Ostatnio edytowany przez Sgt. Platypus (2011-09-11 20:03:14)
Offline
spoko spoko, ostatnio był duży artykuł o tym, że ołowianych ciężarków zakażą do wyważania kół w UE. Podobno pył ołowiany z rozjeżdżonych ciężarków które odpadły, daje większe zanieczyszczenie niż to co było w benzynie.
Offline
pokrzyw napisał:
spoko spoko, ostatnio był duży artykuł o tym, że ołowianych ciężarków zakażą do wyważania kół w UE. Podobno pył ołowiany z rozjeżdżonych ciężarków które odpadły, daje większe zanieczyszczenie niż to co było w benzynie.
Tak samo jak UE zabroniło urzywania rtęci w przyrzadach medycznych (temrometry, ciśnienimierze) bo jest szkodliwa dla środowisko, jednocześnie zakazując używania zwykłych żarówek i nakazując używania świetlówek w których jest rtęć.

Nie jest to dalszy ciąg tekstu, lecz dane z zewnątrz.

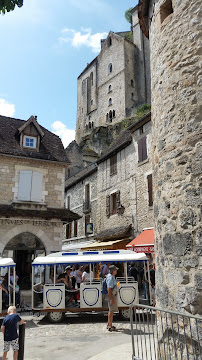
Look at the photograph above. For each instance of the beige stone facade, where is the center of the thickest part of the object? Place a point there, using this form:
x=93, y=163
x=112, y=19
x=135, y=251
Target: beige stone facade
x=175, y=41
x=32, y=176
x=120, y=199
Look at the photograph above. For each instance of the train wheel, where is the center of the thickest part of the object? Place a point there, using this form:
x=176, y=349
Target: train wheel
x=56, y=317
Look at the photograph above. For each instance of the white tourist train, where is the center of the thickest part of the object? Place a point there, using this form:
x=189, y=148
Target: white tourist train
x=49, y=296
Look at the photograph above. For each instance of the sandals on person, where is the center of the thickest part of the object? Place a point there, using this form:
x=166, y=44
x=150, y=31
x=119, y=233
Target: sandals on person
x=111, y=328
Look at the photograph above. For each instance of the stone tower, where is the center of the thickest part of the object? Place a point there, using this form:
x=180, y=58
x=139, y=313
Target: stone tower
x=174, y=28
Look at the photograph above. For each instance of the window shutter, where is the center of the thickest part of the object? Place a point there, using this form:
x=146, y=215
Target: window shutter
x=36, y=192
x=144, y=148
x=118, y=200
x=140, y=150
x=108, y=205
x=150, y=193
x=25, y=181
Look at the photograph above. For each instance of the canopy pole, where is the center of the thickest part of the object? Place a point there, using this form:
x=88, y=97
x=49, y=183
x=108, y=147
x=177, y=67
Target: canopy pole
x=14, y=286
x=32, y=287
x=54, y=280
x=126, y=272
x=90, y=273
x=149, y=280
x=9, y=283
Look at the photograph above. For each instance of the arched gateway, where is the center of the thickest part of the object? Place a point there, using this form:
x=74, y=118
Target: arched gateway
x=24, y=248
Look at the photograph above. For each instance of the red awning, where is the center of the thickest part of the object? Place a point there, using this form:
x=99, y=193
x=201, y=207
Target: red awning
x=143, y=242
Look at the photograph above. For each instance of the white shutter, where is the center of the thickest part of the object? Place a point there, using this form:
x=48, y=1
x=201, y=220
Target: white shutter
x=36, y=192
x=24, y=189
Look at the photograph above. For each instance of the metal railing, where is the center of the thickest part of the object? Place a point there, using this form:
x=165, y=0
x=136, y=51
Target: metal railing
x=159, y=334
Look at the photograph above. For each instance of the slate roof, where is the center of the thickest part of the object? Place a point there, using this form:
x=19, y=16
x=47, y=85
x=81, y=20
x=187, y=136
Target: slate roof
x=119, y=232
x=80, y=175
x=7, y=210
x=120, y=143
x=51, y=147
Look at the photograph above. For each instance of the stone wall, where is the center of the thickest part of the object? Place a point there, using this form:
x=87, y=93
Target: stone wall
x=53, y=179
x=177, y=152
x=131, y=181
x=77, y=198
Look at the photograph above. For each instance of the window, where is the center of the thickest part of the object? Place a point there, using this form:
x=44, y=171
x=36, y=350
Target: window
x=30, y=186
x=91, y=78
x=150, y=192
x=113, y=165
x=110, y=116
x=110, y=68
x=29, y=141
x=142, y=149
x=75, y=228
x=68, y=202
x=87, y=221
x=68, y=230
x=165, y=10
x=112, y=203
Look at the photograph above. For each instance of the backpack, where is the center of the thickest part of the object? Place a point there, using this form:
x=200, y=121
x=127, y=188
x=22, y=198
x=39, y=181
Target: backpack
x=104, y=287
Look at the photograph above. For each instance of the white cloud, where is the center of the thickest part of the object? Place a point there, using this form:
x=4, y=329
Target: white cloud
x=84, y=37
x=66, y=135
x=6, y=109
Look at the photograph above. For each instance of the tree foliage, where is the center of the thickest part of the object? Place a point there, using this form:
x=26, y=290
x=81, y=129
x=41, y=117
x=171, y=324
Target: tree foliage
x=128, y=15
x=8, y=5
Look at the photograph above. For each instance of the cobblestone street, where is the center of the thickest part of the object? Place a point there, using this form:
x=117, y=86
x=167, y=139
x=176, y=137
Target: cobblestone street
x=81, y=337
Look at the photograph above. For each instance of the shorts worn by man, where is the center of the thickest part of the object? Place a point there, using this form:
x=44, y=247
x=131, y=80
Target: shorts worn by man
x=112, y=295
x=9, y=329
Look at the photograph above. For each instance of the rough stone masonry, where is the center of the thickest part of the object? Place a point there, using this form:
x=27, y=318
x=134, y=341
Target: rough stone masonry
x=175, y=41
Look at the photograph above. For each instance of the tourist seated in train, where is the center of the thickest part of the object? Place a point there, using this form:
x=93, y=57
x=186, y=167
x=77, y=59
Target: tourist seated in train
x=78, y=275
x=86, y=274
x=17, y=289
x=70, y=297
x=5, y=294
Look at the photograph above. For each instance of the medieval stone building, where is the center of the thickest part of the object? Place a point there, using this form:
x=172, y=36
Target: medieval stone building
x=32, y=175
x=113, y=196
x=174, y=28
x=114, y=84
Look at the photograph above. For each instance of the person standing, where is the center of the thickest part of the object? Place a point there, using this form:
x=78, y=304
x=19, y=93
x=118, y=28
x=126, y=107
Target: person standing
x=9, y=329
x=112, y=296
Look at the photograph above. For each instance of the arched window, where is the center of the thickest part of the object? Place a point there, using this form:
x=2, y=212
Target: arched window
x=110, y=116
x=110, y=68
x=91, y=78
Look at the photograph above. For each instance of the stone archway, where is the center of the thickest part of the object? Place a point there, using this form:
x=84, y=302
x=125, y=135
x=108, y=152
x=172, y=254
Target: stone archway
x=23, y=248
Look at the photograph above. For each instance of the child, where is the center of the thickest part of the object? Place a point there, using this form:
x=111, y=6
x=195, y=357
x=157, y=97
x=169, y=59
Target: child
x=9, y=329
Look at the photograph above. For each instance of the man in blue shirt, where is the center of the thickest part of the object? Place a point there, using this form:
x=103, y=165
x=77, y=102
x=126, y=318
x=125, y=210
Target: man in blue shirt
x=112, y=295
x=9, y=329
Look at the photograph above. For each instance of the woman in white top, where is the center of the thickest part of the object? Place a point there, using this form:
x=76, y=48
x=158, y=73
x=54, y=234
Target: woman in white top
x=86, y=274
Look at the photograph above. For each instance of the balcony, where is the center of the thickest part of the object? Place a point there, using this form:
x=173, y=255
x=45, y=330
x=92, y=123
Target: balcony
x=87, y=206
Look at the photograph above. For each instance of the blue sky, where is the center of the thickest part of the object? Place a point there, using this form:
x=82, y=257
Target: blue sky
x=44, y=47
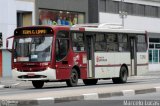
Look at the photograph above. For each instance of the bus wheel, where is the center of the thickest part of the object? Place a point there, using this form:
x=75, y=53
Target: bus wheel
x=38, y=84
x=90, y=81
x=122, y=77
x=73, y=79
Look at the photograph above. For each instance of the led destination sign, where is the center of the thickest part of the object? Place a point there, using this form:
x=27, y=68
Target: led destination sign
x=33, y=31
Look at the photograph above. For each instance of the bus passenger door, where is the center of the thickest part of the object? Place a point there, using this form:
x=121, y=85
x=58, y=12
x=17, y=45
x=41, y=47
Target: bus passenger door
x=133, y=56
x=90, y=55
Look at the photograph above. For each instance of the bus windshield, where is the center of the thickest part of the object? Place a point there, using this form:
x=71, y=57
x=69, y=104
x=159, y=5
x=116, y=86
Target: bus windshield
x=33, y=49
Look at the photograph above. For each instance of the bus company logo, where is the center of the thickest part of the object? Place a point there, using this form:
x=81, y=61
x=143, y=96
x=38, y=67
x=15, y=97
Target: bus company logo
x=100, y=59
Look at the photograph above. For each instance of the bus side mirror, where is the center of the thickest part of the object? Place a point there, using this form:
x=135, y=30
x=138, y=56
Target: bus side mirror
x=7, y=44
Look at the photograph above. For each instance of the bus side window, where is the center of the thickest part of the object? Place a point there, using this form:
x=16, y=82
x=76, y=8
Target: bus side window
x=62, y=45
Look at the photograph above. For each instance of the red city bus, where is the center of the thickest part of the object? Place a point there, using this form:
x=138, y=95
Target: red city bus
x=61, y=53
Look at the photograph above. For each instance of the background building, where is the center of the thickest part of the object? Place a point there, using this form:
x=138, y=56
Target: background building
x=138, y=14
x=14, y=13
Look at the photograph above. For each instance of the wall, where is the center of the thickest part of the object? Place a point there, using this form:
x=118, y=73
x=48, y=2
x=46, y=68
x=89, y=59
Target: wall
x=132, y=22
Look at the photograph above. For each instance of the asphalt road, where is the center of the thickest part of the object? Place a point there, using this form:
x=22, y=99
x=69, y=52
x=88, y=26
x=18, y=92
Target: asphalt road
x=51, y=87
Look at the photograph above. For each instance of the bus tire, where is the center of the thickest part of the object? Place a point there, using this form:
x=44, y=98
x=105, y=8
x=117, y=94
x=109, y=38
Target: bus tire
x=122, y=77
x=38, y=84
x=73, y=78
x=90, y=81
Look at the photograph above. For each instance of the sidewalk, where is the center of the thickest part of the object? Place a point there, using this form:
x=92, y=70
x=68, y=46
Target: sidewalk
x=9, y=82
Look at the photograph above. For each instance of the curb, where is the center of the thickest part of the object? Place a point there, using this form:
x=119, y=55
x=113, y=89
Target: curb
x=90, y=96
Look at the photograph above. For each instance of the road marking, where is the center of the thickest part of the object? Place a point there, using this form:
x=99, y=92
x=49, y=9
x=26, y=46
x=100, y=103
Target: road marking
x=91, y=96
x=2, y=86
x=157, y=89
x=128, y=92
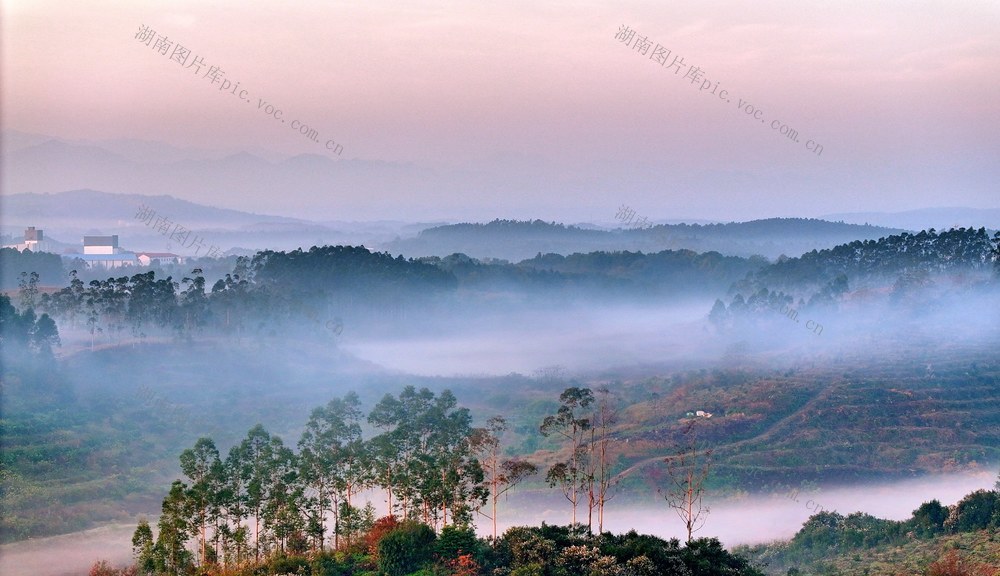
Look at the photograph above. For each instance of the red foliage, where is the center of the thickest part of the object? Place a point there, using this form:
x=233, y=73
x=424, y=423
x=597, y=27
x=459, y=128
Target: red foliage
x=464, y=565
x=951, y=565
x=382, y=526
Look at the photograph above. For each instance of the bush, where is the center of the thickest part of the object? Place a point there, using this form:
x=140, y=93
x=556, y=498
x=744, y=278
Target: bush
x=977, y=511
x=455, y=541
x=382, y=526
x=407, y=548
x=287, y=565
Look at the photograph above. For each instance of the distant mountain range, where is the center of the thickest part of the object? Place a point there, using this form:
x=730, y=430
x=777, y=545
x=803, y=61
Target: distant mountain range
x=937, y=218
x=517, y=240
x=70, y=215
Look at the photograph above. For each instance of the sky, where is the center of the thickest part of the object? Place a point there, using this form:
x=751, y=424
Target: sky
x=894, y=103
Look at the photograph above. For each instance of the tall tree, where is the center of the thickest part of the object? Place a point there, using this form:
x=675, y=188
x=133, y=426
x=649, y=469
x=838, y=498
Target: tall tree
x=501, y=475
x=569, y=424
x=174, y=529
x=605, y=416
x=201, y=465
x=687, y=471
x=328, y=447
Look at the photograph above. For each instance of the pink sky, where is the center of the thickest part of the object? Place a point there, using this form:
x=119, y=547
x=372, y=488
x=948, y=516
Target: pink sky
x=902, y=96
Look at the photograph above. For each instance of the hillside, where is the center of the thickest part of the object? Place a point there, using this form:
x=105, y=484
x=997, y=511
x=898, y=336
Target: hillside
x=518, y=240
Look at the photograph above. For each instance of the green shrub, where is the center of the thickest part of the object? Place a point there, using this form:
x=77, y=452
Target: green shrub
x=455, y=541
x=407, y=548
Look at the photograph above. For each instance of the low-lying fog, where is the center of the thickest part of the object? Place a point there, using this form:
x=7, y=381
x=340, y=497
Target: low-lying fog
x=581, y=339
x=749, y=520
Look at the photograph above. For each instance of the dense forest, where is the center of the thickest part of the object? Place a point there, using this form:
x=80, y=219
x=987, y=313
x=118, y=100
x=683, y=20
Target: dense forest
x=266, y=509
x=516, y=240
x=75, y=443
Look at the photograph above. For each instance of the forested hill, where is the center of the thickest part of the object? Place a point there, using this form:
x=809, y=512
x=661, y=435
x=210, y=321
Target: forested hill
x=516, y=240
x=877, y=262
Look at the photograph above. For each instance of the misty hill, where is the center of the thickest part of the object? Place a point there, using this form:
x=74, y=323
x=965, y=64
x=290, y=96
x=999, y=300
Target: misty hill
x=74, y=213
x=303, y=184
x=925, y=218
x=877, y=262
x=516, y=240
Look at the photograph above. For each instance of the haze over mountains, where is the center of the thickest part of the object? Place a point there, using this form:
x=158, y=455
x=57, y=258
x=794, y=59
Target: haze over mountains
x=319, y=188
x=68, y=215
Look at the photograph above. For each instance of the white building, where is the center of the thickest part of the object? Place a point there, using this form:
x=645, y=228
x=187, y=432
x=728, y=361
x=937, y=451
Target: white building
x=101, y=245
x=148, y=258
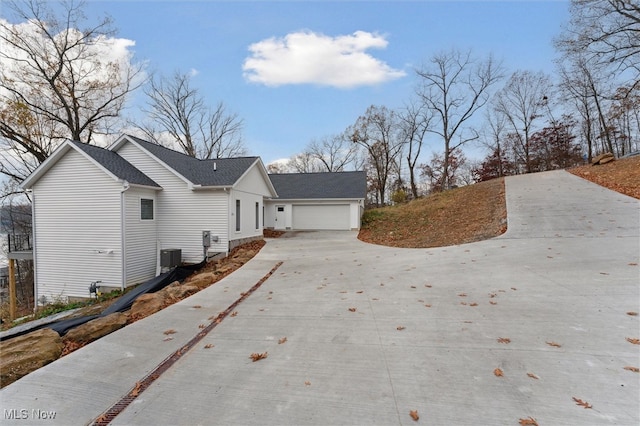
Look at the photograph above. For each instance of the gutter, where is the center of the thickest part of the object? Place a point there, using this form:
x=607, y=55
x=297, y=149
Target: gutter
x=123, y=234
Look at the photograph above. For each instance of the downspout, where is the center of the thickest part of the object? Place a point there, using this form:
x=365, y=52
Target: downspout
x=33, y=238
x=228, y=221
x=123, y=217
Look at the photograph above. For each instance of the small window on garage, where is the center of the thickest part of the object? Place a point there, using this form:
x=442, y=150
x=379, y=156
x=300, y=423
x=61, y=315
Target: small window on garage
x=146, y=209
x=257, y=215
x=237, y=215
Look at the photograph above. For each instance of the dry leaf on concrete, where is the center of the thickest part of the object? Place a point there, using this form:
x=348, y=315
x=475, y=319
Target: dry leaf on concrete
x=582, y=403
x=258, y=356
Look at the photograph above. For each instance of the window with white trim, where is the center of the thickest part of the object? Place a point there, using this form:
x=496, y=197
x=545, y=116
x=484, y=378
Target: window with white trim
x=146, y=209
x=237, y=215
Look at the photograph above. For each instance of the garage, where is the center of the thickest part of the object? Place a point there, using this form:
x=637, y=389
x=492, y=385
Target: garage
x=321, y=216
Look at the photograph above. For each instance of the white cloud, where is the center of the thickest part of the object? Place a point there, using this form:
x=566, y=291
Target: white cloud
x=307, y=57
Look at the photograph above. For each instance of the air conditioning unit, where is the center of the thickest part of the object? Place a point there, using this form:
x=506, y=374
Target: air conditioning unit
x=170, y=258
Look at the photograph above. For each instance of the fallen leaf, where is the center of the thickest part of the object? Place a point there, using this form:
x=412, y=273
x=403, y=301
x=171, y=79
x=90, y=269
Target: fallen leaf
x=582, y=403
x=136, y=390
x=258, y=356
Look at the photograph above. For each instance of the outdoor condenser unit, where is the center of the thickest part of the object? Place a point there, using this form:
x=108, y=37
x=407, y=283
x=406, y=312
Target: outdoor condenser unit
x=170, y=258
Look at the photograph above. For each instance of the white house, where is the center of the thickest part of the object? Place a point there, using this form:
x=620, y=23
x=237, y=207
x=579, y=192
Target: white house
x=109, y=215
x=314, y=201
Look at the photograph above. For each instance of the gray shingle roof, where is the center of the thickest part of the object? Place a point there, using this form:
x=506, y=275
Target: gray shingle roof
x=214, y=172
x=117, y=165
x=320, y=185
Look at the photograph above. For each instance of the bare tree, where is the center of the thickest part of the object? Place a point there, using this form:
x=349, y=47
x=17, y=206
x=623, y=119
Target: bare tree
x=454, y=85
x=414, y=121
x=57, y=81
x=607, y=31
x=521, y=101
x=177, y=110
x=377, y=132
x=304, y=162
x=335, y=152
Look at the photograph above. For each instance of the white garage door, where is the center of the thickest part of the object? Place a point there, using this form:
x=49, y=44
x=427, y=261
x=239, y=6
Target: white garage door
x=329, y=217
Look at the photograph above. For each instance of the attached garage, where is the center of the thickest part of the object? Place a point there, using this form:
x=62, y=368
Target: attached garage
x=321, y=217
x=329, y=201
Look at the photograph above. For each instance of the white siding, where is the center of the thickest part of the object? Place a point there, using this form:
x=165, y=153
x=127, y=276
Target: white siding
x=77, y=229
x=250, y=189
x=182, y=214
x=247, y=215
x=140, y=238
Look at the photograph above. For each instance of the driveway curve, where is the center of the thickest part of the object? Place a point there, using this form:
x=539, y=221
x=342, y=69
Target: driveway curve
x=535, y=324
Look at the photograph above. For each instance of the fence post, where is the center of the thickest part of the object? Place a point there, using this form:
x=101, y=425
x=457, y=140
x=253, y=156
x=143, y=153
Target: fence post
x=12, y=290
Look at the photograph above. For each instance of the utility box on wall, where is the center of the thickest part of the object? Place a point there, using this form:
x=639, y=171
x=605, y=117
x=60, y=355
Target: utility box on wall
x=170, y=258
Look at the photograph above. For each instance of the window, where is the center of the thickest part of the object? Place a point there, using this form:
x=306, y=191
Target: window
x=237, y=215
x=257, y=215
x=146, y=209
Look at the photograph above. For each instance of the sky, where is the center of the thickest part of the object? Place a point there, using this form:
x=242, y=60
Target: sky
x=295, y=71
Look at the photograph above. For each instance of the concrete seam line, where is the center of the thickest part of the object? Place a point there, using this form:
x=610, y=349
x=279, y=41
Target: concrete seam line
x=110, y=414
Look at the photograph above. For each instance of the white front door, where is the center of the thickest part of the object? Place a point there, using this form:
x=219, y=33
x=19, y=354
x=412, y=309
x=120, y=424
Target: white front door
x=280, y=218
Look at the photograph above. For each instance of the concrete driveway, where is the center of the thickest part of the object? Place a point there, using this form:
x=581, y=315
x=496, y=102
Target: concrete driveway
x=525, y=326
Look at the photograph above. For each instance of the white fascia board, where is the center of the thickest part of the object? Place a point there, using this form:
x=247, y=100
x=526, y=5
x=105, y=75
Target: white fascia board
x=124, y=139
x=55, y=157
x=265, y=175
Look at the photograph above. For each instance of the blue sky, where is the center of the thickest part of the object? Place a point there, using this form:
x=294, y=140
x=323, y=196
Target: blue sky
x=283, y=103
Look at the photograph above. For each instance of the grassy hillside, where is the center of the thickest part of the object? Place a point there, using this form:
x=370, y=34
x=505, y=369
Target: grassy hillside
x=475, y=212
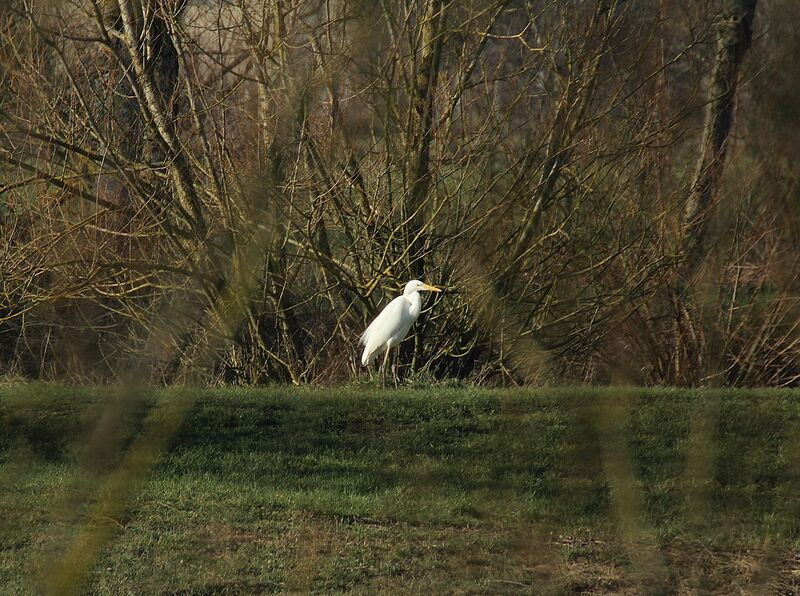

Technokraci z UE są bardzo fajni.
Offline
Xyxel napisał:
Ołów jest najbardziej niebezpieczny w formie kulek, zwłaszcza przy zatruciach punktowych.
A w hobby modelarskim najbardziej niebezpieczne są imo kleje typu super glue.
Czyli po prostu nie łykać
A ja myślałem że te wszystkie range i CC bronie są zabójcze, muszę zacząć uzbrać moje modele w klej i kulki ołowiane. Zabijają na 2+ :
Ostatnio edytowany przez KvaNfield (2011-09-13 10:33:56)
Offline
Riddle me this... Riddle me that
KvaNfield napisał:
muszę zacząć uzbrać moje modele w klej
Zacznij grać Ariadną... tam modele mają broń na klej (Adhesive Kannone etc.), a i Nomadzi chyba też
Offline
Ariadna ma miecze i pancerze płytowe... kleje pfff!